Wayne in his expedition against the Indians in It was during this campaign that he assisted in the building of Fort Wayne, where he was stationed for some time. Having risen to the rank of captain he was stationed at Fort Massac, Illinois, on the lower Ohio, and at other places in the southwest, and served with that part of the army which constructed the great military road from Tennessee through the Choctaw and Cherokee countries to Louisiana.

Under the administration of President Jefferson he was appointed paymaster, with the rank of major of the United States army, in the western and southwestern departments. While officiating in this capacity he carried his funds in keel-boats to the military stations on the Mississippi, Ohio and Wabash rivers, amid the dark domains of savage life, the boats being propelled by soldiers, who also acted as a guard; and on horseback over the vast prairies of Illinois, and through the forests of Indiana.

In this hazardous employment hundreds of thousands of dollars passed through his hands to the soldiers without the loss or the misapplication of a cent. At the memorable interview between Gen. Harrison and Tecumseh, at Vincennes, inMaj. Whitlock was present, and his of that affair puts a very different face upon the transaction than what has been usually delineated. After the termination of the war ofsomewhere aboutMaj. Whitlock retired from the army to civil life, and in was appointed receiver of public money in the land office, which, by the direction of the Hon.

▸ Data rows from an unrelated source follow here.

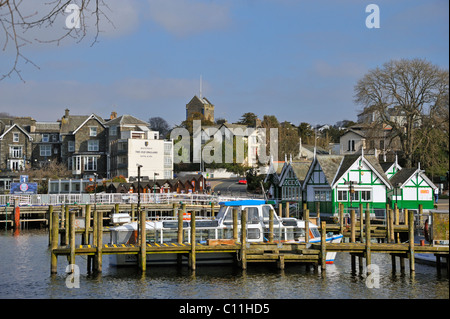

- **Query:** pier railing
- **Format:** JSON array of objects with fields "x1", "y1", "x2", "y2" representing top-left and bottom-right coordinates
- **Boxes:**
[{"x1": 0, "y1": 193, "x2": 253, "y2": 206}]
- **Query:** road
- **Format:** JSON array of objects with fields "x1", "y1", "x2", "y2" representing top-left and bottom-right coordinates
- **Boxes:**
[{"x1": 209, "y1": 178, "x2": 247, "y2": 196}]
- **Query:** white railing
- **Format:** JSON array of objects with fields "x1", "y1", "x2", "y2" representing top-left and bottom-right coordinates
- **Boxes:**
[{"x1": 0, "y1": 193, "x2": 260, "y2": 206}]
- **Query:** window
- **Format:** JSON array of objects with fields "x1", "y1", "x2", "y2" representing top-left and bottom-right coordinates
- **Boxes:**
[
  {"x1": 88, "y1": 140, "x2": 98, "y2": 152},
  {"x1": 109, "y1": 126, "x2": 117, "y2": 136},
  {"x1": 361, "y1": 191, "x2": 371, "y2": 201},
  {"x1": 9, "y1": 160, "x2": 24, "y2": 171},
  {"x1": 67, "y1": 141, "x2": 75, "y2": 152},
  {"x1": 84, "y1": 156, "x2": 97, "y2": 171},
  {"x1": 40, "y1": 144, "x2": 52, "y2": 156},
  {"x1": 338, "y1": 191, "x2": 347, "y2": 201},
  {"x1": 89, "y1": 126, "x2": 97, "y2": 136},
  {"x1": 314, "y1": 191, "x2": 331, "y2": 202},
  {"x1": 348, "y1": 140, "x2": 355, "y2": 151},
  {"x1": 72, "y1": 156, "x2": 81, "y2": 171},
  {"x1": 350, "y1": 191, "x2": 359, "y2": 201},
  {"x1": 9, "y1": 146, "x2": 23, "y2": 158}
]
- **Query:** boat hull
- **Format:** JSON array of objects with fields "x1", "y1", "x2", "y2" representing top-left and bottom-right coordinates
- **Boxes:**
[{"x1": 110, "y1": 235, "x2": 343, "y2": 266}]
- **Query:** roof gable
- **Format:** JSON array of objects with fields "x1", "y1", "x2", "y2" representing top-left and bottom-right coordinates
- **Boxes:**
[
  {"x1": 279, "y1": 163, "x2": 301, "y2": 186},
  {"x1": 331, "y1": 155, "x2": 392, "y2": 188},
  {"x1": 303, "y1": 155, "x2": 343, "y2": 187},
  {"x1": 391, "y1": 168, "x2": 437, "y2": 189},
  {"x1": 0, "y1": 124, "x2": 33, "y2": 141},
  {"x1": 72, "y1": 113, "x2": 105, "y2": 134}
]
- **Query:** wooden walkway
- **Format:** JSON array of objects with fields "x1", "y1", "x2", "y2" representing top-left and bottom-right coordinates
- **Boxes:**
[{"x1": 49, "y1": 205, "x2": 449, "y2": 274}]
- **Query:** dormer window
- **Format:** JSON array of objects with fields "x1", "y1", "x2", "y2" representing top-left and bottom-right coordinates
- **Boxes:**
[{"x1": 89, "y1": 126, "x2": 97, "y2": 136}]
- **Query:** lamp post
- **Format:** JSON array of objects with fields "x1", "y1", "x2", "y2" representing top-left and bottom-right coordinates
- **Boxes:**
[
  {"x1": 153, "y1": 173, "x2": 159, "y2": 194},
  {"x1": 94, "y1": 173, "x2": 98, "y2": 211},
  {"x1": 344, "y1": 181, "x2": 358, "y2": 208},
  {"x1": 136, "y1": 164, "x2": 142, "y2": 243},
  {"x1": 136, "y1": 164, "x2": 142, "y2": 216}
]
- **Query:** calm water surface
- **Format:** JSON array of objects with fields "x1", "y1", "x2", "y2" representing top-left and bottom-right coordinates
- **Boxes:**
[{"x1": 0, "y1": 230, "x2": 449, "y2": 299}]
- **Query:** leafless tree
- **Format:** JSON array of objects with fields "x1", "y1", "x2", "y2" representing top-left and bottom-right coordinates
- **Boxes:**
[
  {"x1": 355, "y1": 59, "x2": 449, "y2": 167},
  {"x1": 0, "y1": 0, "x2": 112, "y2": 81}
]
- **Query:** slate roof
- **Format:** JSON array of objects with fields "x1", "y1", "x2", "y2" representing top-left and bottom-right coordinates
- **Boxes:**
[
  {"x1": 35, "y1": 122, "x2": 61, "y2": 133},
  {"x1": 327, "y1": 154, "x2": 392, "y2": 186},
  {"x1": 105, "y1": 114, "x2": 149, "y2": 126},
  {"x1": 316, "y1": 155, "x2": 344, "y2": 186},
  {"x1": 61, "y1": 113, "x2": 105, "y2": 134},
  {"x1": 291, "y1": 161, "x2": 312, "y2": 184},
  {"x1": 380, "y1": 162, "x2": 395, "y2": 172},
  {"x1": 391, "y1": 168, "x2": 417, "y2": 187}
]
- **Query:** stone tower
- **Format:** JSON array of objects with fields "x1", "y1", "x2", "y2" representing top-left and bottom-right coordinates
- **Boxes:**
[{"x1": 186, "y1": 95, "x2": 214, "y2": 122}]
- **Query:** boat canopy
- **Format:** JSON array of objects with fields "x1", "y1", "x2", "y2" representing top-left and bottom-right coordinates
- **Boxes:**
[{"x1": 219, "y1": 199, "x2": 266, "y2": 206}]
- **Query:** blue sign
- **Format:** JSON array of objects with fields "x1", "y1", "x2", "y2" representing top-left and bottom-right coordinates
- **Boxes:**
[{"x1": 10, "y1": 183, "x2": 37, "y2": 195}]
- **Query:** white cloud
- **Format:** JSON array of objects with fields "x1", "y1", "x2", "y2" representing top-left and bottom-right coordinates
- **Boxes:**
[
  {"x1": 0, "y1": 77, "x2": 201, "y2": 124},
  {"x1": 148, "y1": 0, "x2": 231, "y2": 37}
]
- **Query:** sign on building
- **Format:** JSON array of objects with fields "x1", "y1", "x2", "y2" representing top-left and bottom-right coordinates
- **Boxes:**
[{"x1": 10, "y1": 182, "x2": 37, "y2": 195}]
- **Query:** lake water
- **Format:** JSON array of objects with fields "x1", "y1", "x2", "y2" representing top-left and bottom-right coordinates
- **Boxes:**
[{"x1": 0, "y1": 230, "x2": 449, "y2": 300}]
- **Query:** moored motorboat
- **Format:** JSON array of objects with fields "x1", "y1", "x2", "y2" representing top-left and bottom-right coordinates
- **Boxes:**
[{"x1": 110, "y1": 200, "x2": 343, "y2": 266}]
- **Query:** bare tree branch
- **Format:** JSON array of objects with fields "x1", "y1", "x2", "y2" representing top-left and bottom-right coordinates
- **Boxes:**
[{"x1": 0, "y1": 0, "x2": 112, "y2": 82}]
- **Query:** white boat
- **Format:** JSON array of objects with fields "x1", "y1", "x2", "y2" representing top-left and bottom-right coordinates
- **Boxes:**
[
  {"x1": 110, "y1": 200, "x2": 343, "y2": 266},
  {"x1": 414, "y1": 209, "x2": 449, "y2": 265}
]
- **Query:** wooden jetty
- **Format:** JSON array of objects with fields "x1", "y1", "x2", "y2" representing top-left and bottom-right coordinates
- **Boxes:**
[{"x1": 49, "y1": 204, "x2": 449, "y2": 274}]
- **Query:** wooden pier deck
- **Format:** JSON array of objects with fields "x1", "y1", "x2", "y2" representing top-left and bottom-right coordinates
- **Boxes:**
[{"x1": 49, "y1": 205, "x2": 449, "y2": 273}]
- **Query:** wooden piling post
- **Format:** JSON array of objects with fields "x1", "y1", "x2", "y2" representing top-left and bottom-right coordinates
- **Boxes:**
[
  {"x1": 211, "y1": 202, "x2": 215, "y2": 217},
  {"x1": 64, "y1": 205, "x2": 70, "y2": 245},
  {"x1": 339, "y1": 203, "x2": 344, "y2": 234},
  {"x1": 405, "y1": 209, "x2": 416, "y2": 273},
  {"x1": 350, "y1": 209, "x2": 356, "y2": 243},
  {"x1": 320, "y1": 221, "x2": 327, "y2": 271},
  {"x1": 419, "y1": 204, "x2": 423, "y2": 227},
  {"x1": 269, "y1": 209, "x2": 274, "y2": 243},
  {"x1": 131, "y1": 204, "x2": 136, "y2": 222},
  {"x1": 92, "y1": 207, "x2": 98, "y2": 271},
  {"x1": 139, "y1": 209, "x2": 147, "y2": 272},
  {"x1": 69, "y1": 211, "x2": 75, "y2": 273},
  {"x1": 172, "y1": 203, "x2": 178, "y2": 217},
  {"x1": 50, "y1": 211, "x2": 59, "y2": 274},
  {"x1": 361, "y1": 210, "x2": 372, "y2": 270},
  {"x1": 350, "y1": 209, "x2": 356, "y2": 272},
  {"x1": 173, "y1": 204, "x2": 186, "y2": 244},
  {"x1": 392, "y1": 211, "x2": 400, "y2": 243},
  {"x1": 233, "y1": 207, "x2": 241, "y2": 242},
  {"x1": 84, "y1": 204, "x2": 91, "y2": 245},
  {"x1": 95, "y1": 212, "x2": 103, "y2": 272},
  {"x1": 189, "y1": 211, "x2": 196, "y2": 270},
  {"x1": 389, "y1": 209, "x2": 398, "y2": 243},
  {"x1": 306, "y1": 209, "x2": 309, "y2": 243},
  {"x1": 316, "y1": 202, "x2": 320, "y2": 223},
  {"x1": 241, "y1": 209, "x2": 247, "y2": 270},
  {"x1": 359, "y1": 204, "x2": 364, "y2": 243},
  {"x1": 302, "y1": 203, "x2": 308, "y2": 219}
]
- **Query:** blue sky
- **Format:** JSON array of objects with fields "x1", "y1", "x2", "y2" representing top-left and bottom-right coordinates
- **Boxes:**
[{"x1": 0, "y1": 0, "x2": 449, "y2": 129}]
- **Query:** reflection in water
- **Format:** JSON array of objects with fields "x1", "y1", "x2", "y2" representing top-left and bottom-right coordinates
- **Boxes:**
[{"x1": 0, "y1": 230, "x2": 449, "y2": 299}]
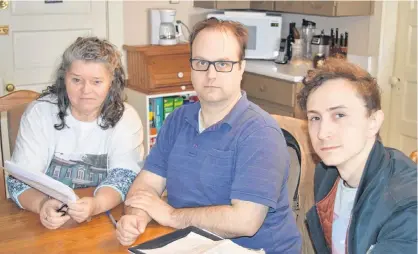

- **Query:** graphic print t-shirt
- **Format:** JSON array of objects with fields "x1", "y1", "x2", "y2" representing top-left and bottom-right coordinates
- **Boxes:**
[{"x1": 8, "y1": 95, "x2": 144, "y2": 206}]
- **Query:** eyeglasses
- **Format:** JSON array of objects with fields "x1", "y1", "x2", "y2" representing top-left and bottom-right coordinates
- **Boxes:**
[{"x1": 190, "y1": 58, "x2": 240, "y2": 72}]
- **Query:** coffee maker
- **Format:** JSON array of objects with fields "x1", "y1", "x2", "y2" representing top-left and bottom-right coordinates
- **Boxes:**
[{"x1": 150, "y1": 9, "x2": 182, "y2": 45}]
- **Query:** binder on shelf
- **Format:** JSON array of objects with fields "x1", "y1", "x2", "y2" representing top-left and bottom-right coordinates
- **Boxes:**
[{"x1": 154, "y1": 97, "x2": 164, "y2": 132}]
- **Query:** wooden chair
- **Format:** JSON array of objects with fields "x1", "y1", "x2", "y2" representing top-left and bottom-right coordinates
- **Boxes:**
[
  {"x1": 272, "y1": 115, "x2": 319, "y2": 254},
  {"x1": 0, "y1": 90, "x2": 39, "y2": 200}
]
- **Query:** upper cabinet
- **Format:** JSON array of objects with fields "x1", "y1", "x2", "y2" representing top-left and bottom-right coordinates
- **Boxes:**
[
  {"x1": 303, "y1": 1, "x2": 373, "y2": 16},
  {"x1": 194, "y1": 0, "x2": 374, "y2": 17},
  {"x1": 250, "y1": 1, "x2": 274, "y2": 11},
  {"x1": 193, "y1": 0, "x2": 250, "y2": 10},
  {"x1": 274, "y1": 1, "x2": 303, "y2": 13}
]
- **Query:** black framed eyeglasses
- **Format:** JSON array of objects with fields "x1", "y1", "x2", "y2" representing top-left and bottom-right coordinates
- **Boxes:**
[{"x1": 190, "y1": 58, "x2": 240, "y2": 72}]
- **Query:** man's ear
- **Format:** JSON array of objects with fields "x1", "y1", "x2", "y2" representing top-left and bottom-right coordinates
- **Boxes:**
[
  {"x1": 368, "y1": 109, "x2": 385, "y2": 137},
  {"x1": 238, "y1": 60, "x2": 247, "y2": 74}
]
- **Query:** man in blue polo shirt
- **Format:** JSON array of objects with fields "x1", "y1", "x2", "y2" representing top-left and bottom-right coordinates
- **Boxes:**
[{"x1": 117, "y1": 19, "x2": 301, "y2": 253}]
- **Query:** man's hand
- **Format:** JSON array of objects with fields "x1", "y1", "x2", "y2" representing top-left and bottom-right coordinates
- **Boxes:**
[
  {"x1": 68, "y1": 197, "x2": 97, "y2": 223},
  {"x1": 116, "y1": 215, "x2": 150, "y2": 246},
  {"x1": 125, "y1": 190, "x2": 175, "y2": 227},
  {"x1": 39, "y1": 199, "x2": 70, "y2": 229}
]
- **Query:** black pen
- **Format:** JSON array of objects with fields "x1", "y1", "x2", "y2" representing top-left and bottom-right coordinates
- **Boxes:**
[{"x1": 106, "y1": 211, "x2": 117, "y2": 228}]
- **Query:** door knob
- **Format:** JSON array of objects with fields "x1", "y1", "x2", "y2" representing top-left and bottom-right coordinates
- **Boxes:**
[
  {"x1": 6, "y1": 84, "x2": 15, "y2": 93},
  {"x1": 0, "y1": 0, "x2": 9, "y2": 10},
  {"x1": 389, "y1": 76, "x2": 401, "y2": 88}
]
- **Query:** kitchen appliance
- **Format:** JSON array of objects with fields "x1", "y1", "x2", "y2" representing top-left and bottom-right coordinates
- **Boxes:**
[
  {"x1": 150, "y1": 9, "x2": 183, "y2": 45},
  {"x1": 310, "y1": 31, "x2": 331, "y2": 59},
  {"x1": 274, "y1": 39, "x2": 287, "y2": 64},
  {"x1": 302, "y1": 19, "x2": 316, "y2": 59},
  {"x1": 207, "y1": 11, "x2": 282, "y2": 60}
]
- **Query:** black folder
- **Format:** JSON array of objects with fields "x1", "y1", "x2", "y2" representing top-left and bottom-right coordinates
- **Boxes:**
[{"x1": 128, "y1": 226, "x2": 223, "y2": 254}]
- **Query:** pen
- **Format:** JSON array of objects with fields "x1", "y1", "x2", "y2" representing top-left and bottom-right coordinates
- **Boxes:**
[{"x1": 106, "y1": 211, "x2": 117, "y2": 228}]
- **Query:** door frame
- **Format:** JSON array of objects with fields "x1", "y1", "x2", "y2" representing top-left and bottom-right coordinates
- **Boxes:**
[
  {"x1": 375, "y1": 1, "x2": 398, "y2": 145},
  {"x1": 105, "y1": 0, "x2": 127, "y2": 73}
]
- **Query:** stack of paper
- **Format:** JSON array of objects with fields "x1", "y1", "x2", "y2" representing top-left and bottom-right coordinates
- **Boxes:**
[
  {"x1": 4, "y1": 161, "x2": 78, "y2": 204},
  {"x1": 134, "y1": 232, "x2": 265, "y2": 254}
]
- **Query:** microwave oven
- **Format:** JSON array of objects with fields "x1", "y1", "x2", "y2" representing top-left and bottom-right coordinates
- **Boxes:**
[{"x1": 207, "y1": 11, "x2": 282, "y2": 60}]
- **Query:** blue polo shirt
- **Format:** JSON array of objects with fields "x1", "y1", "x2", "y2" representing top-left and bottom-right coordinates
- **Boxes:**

William H. Crawford, the secretary of the treasury, he located at the place which he called Crawfordsville, after the name of the distinguished secretary, who was his personal and political Swinger moms in Sugar Creek Twp Indiana. While he officiated as receiver a portion only of the paper currency of the country, for several years, was receivable at the land office, and sometimes those who went to enter land would be deficient a few dollars in land office money to pay for the land selected; in such instances Maj. Whitlock would give them receipts in full, and trust them for the amount of the then current money.

If they offered to give their notes he refused to receive them, saying: "If you are honest you will pay me without giving your notes, and if you are dishonest you will not pay if you do give your notes. Whit- lock was, in all his relations and doings, a man of unbending integrity.

He was so from an innate sense of right and justice, as he was in subsequent life from Christian principle. He never knowingly wronged any man, and he was scrupulously just and upright in his dealings with the government as in his private business transactions. An instance of this, and at the same time of his outspoken western manner, occurred in Washington City under the administration of President Monroe.

He went to the proper office in the treasury department to have his s audited. He knew it to be an error, and so told the clerks, adding: " You don't know how to keep books here. This act carries with it its own comment.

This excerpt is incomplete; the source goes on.